Our case study uses network analysis, citation context analysis, and retraction status visibility analysis. We find that 96% of the citations since retraction were positive and did not mention the retraction (107/112 of post-retraction citations). We look for possible diffusions of misinformation in citations to these papers (second-generation citations). We find 25 possible diffusions of misinformation in second-generation citations, from looking at 153 citations to the most recent 35 direct citations (2010-2019) that specifically describe the retracted paper’s methods or results without noting its retraction. We assess retraction status visibility of the case study paper and its retraction notice on 12 digital platforms as of early 2020. Resolving errors from databases show a significant challenge for a reader to reach the retraction notice via a database search. Only 1/8 databases (and 1/9 database records) consistently resolved the retraction notice to its full-text correctly in our tests.
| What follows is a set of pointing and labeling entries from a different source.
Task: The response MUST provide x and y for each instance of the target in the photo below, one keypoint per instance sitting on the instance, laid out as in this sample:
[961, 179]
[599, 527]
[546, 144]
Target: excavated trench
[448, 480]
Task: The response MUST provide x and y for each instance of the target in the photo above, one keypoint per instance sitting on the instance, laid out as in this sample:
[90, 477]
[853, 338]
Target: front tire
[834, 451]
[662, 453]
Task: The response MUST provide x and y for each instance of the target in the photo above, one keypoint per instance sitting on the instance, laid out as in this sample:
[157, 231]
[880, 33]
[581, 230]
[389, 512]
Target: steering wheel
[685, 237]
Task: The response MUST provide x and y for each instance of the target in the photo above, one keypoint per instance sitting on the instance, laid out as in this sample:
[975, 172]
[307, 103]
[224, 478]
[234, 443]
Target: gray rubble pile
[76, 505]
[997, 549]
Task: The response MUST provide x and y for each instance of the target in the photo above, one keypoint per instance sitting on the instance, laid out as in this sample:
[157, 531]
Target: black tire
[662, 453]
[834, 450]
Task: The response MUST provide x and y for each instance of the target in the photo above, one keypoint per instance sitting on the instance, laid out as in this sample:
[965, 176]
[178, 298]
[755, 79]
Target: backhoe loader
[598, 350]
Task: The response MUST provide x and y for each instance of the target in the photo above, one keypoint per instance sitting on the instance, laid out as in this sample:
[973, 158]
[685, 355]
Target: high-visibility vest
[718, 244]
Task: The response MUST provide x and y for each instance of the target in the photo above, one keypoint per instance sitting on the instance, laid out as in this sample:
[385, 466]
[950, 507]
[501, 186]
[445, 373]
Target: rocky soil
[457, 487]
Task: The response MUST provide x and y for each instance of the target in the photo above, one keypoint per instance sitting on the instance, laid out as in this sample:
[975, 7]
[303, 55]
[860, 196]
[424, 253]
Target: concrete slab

Following the case study, we will also briefly discuss ongoing work to take a knowledge maintenance perspective in digital libraries, and to develop a research agenda through a Sloan-funded project stakeholder consultation.

Jodi Schneider is assistant professor of information science. Her work relates to the sociology of knowledge and uses approaches from science of science, argumentation, and knowledge representation, and computer supported collaboration to contribute to biomedical informatics, information quality, and evidence synthesis.